Our mapping g from the quotient group G / U to the subgroup M of G* will correspond their elements as follows :
[1] --- 1 (identity transformation)
[a] --- m (reflection)
[x] --- r (rotation by 1800)
[u] --- i (inversion in a point)
Now we can give the group table of M (subgroup of G*, and equal to g(U / U)) :
| 1 | m | r | i | |
| 1 | 1 | m | r | i |
| m | m | 1 | i | r |
| r | r | i | 1 | m |
| i | i | r | m | 1 |
And of course the homomorphism f maps our group G directly into G* and onto M.
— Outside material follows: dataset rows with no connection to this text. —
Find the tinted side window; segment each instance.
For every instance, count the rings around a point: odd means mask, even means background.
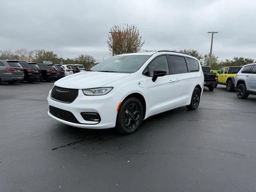
[[[240,70],[241,67],[232,67],[230,69],[230,72],[229,72],[231,74],[236,74]]]
[[[252,66],[250,65],[249,66],[246,66],[246,67],[244,67],[243,70],[242,71],[242,73],[250,73],[250,70],[252,68]]]
[[[20,63],[20,64],[21,65],[21,66],[22,67],[22,68],[26,68],[26,65],[23,63]]]
[[[202,70],[205,73],[210,73],[210,70],[209,67],[202,67]]]
[[[179,74],[188,72],[185,58],[183,57],[173,55],[168,55],[168,58],[171,65],[172,74]]]
[[[46,68],[44,65],[38,65],[40,69],[46,69]]]
[[[154,71],[155,69],[163,69],[166,71],[166,75],[169,74],[169,68],[166,56],[160,56],[151,62],[148,66],[149,76],[153,76]],[[145,74],[145,75],[146,75]]]
[[[253,66],[253,68],[252,70],[252,73],[253,73],[254,74],[256,74],[256,65]]]
[[[197,61],[188,57],[186,59],[187,60],[188,69],[189,72],[193,72],[199,70],[199,64]]]

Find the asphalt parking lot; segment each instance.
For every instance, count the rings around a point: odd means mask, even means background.
[[[52,119],[53,84],[0,84],[1,192],[256,191],[256,96],[204,89],[123,136]]]

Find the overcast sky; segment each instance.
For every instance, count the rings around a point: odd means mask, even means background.
[[[80,54],[97,61],[111,56],[110,27],[140,28],[144,49],[194,49],[220,59],[256,58],[256,1],[0,0],[0,50],[52,50],[64,58]],[[4,1],[3,2],[3,1]]]

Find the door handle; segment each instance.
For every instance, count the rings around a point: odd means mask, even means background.
[[[175,80],[170,80],[169,81],[169,83],[174,83],[174,82],[177,82],[177,81],[179,81],[179,79],[176,79]]]

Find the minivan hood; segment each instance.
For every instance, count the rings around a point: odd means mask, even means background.
[[[127,77],[130,74],[107,72],[80,72],[62,78],[56,81],[54,85],[79,89],[101,87],[108,83]]]

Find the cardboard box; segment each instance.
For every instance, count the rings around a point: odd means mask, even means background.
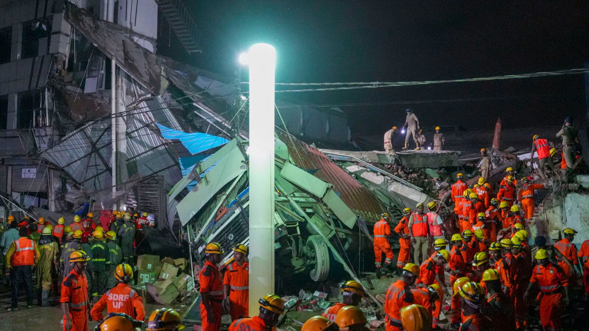
[[[157,255],[145,254],[137,257],[137,270],[154,272],[160,263],[160,257]]]
[[[167,279],[173,282],[177,276],[178,276],[178,267],[164,263],[161,266],[161,272],[158,277],[160,279]]]

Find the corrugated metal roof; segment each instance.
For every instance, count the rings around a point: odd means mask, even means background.
[[[367,221],[378,220],[383,209],[369,190],[316,148],[284,132],[277,131],[276,133],[288,148],[295,165],[311,170],[317,170],[314,176],[332,184],[342,200],[355,213]]]

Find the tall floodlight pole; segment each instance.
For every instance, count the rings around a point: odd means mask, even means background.
[[[250,69],[250,315],[274,292],[274,84],[276,52],[256,44]]]

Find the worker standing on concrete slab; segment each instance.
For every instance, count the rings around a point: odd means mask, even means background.
[[[534,191],[544,188],[544,186],[541,184],[528,183],[528,177],[522,178],[518,198],[521,202],[521,207],[524,210],[524,219],[529,221],[534,216]]]
[[[405,111],[407,112],[407,117],[405,118],[405,124],[401,127],[402,129],[404,129],[405,127],[407,127],[407,132],[405,133],[405,145],[403,147],[403,150],[407,150],[407,146],[409,144],[409,136],[411,135],[415,142],[415,150],[417,151],[419,149],[419,142],[417,141],[416,134],[421,128],[419,127],[419,120],[411,111],[411,108],[408,108]]]
[[[223,306],[229,312],[231,320],[249,316],[250,264],[247,247],[237,244],[233,247],[233,262],[227,266],[223,279]]]
[[[530,284],[524,294],[524,300],[531,299],[530,291],[537,284],[541,293],[540,300],[542,327],[544,330],[550,330],[549,327],[551,327],[552,330],[559,330],[562,304],[568,306],[570,302],[568,280],[562,269],[550,262],[546,250],[538,250],[535,259],[539,264],[534,268]]]
[[[399,129],[396,127],[385,133],[385,152],[386,154],[395,154],[395,148],[393,147],[393,137],[399,134]]]
[[[542,178],[546,178],[544,173],[544,165],[550,168],[551,173],[554,171],[554,162],[550,156],[550,146],[548,141],[540,137],[538,134],[534,134],[532,137],[532,151],[530,154],[530,161],[534,160],[534,154],[538,152],[538,174]],[[552,177],[552,176],[550,176]]]
[[[556,134],[557,138],[562,138],[562,153],[567,161],[567,170],[571,170],[575,163],[575,144],[579,130],[573,126],[573,119],[567,117],[562,128]],[[405,141],[406,142],[406,138]],[[406,143],[405,146],[407,145]]]
[[[200,316],[203,320],[203,331],[219,331],[221,327],[223,277],[219,273],[217,264],[221,262],[223,258],[221,254],[224,253],[225,251],[219,243],[210,243],[204,249],[207,261],[198,273],[199,292],[202,297]]]
[[[382,274],[382,254],[385,255],[385,267],[389,271],[392,272],[391,262],[395,254],[393,250],[391,249],[391,244],[389,243],[389,237],[391,237],[391,226],[389,225],[389,214],[386,213],[380,215],[380,220],[374,224],[373,229],[374,234],[374,242],[372,243],[374,249],[374,264],[376,267],[376,275],[380,276]],[[386,270],[385,270],[386,273]]]
[[[323,316],[332,322],[335,322],[337,313],[346,306],[358,306],[366,294],[364,287],[355,280],[348,280],[340,286],[342,291],[342,302],[338,302],[325,310]]]
[[[395,232],[399,235],[399,256],[397,257],[397,270],[402,268],[411,259],[411,236],[409,231],[409,217],[411,208],[403,210],[403,217],[395,227]]]
[[[481,148],[481,159],[477,168],[481,171],[481,176],[485,178],[489,178],[489,173],[493,170],[493,164],[491,162],[491,158],[487,154],[486,148]]]
[[[409,232],[414,249],[413,263],[419,265],[427,259],[429,244],[429,228],[427,216],[423,213],[423,203],[417,204],[409,219]]]
[[[436,127],[436,133],[434,134],[434,150],[443,151],[446,144],[446,138],[444,134],[440,133],[440,127]]]

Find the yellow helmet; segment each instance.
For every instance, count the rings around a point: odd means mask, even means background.
[[[104,234],[102,231],[98,231],[98,230],[95,230],[94,232],[92,233],[92,237],[97,240],[102,240]]]
[[[574,230],[570,227],[567,227],[567,229],[564,229],[564,230],[562,231],[562,233],[566,234],[577,234],[577,233],[578,233],[578,232],[575,231]]]
[[[489,245],[489,250],[501,250],[502,248],[501,243],[497,241],[494,241]]]
[[[88,257],[88,254],[83,250],[75,250],[70,254],[70,262],[84,262],[90,259],[90,258]]]
[[[246,245],[242,245],[241,244],[237,244],[235,245],[233,247],[233,251],[239,251],[245,254],[247,254],[247,247]]]
[[[159,331],[160,330],[181,330],[184,328],[182,325],[180,315],[171,308],[156,309],[151,313],[147,322],[147,331]]]
[[[507,238],[505,239],[501,239],[501,241],[499,241],[499,243],[501,244],[501,247],[503,248],[511,248],[511,246],[513,244],[511,240],[509,240]]]
[[[488,261],[489,254],[487,252],[479,251],[475,254],[474,259],[472,260],[472,266],[478,267]]]
[[[446,262],[450,260],[450,252],[445,249],[441,249],[436,255],[444,257]]]
[[[362,284],[355,280],[348,280],[342,284],[339,289],[342,292],[344,291],[353,292],[360,296],[364,296],[365,294],[364,287],[362,286]]]
[[[123,263],[117,266],[114,270],[114,277],[124,283],[128,283],[133,279],[133,269],[128,263]]]
[[[209,243],[204,249],[206,254],[223,254],[225,251],[219,243]]]
[[[461,277],[460,278],[456,279],[454,281],[454,284],[452,285],[452,296],[454,296],[458,294],[460,292],[460,289],[462,288],[462,285],[466,284],[466,283],[471,281],[471,279],[468,277]]]
[[[323,331],[332,325],[333,325],[333,322],[332,321],[321,315],[316,315],[307,320],[301,327],[300,331]],[[334,331],[339,330],[339,327],[336,327],[333,330]]]
[[[346,306],[340,310],[335,317],[335,323],[340,328],[352,325],[364,325],[366,322],[364,313],[355,306]]]
[[[543,260],[548,257],[548,252],[544,249],[540,249],[536,252],[536,260]]]
[[[419,277],[419,267],[418,267],[415,263],[406,263],[403,267],[403,270],[405,270],[403,272],[403,273],[408,273],[412,274],[411,276],[409,274],[407,275],[409,277],[412,277],[413,276]]]
[[[107,239],[109,240],[115,240],[117,239],[117,233],[114,231],[107,231]]]
[[[469,301],[480,302],[485,298],[485,292],[478,283],[467,282],[461,287],[460,295]]]
[[[495,269],[487,269],[482,273],[482,280],[485,282],[499,280],[499,273]]]
[[[432,317],[427,309],[420,304],[409,304],[402,307],[399,313],[403,329],[406,331],[431,330]]]
[[[263,308],[273,313],[282,315],[284,312],[284,302],[276,294],[266,294],[258,302]]]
Having all this in mind we can summarize and elaborate further the important concept of homomorphism (See DEVLIN, K, Mathematics : The New Golden Age, 1988) :
One of the primary aims of science is to identify and study the basic objects from which all other objects are constructed, like the cells in biology, the atoms in chemistry, or the most fundamental particles in physics. So too in many branches of mathematics, for example in number theory where the prime numbers are the basic building blocks. So the basic objects of such fields (i.e. theories) are structurally simple, in the sense that, from the point of view of the theory, they cannot be decomposed into smaller entities of the same kind.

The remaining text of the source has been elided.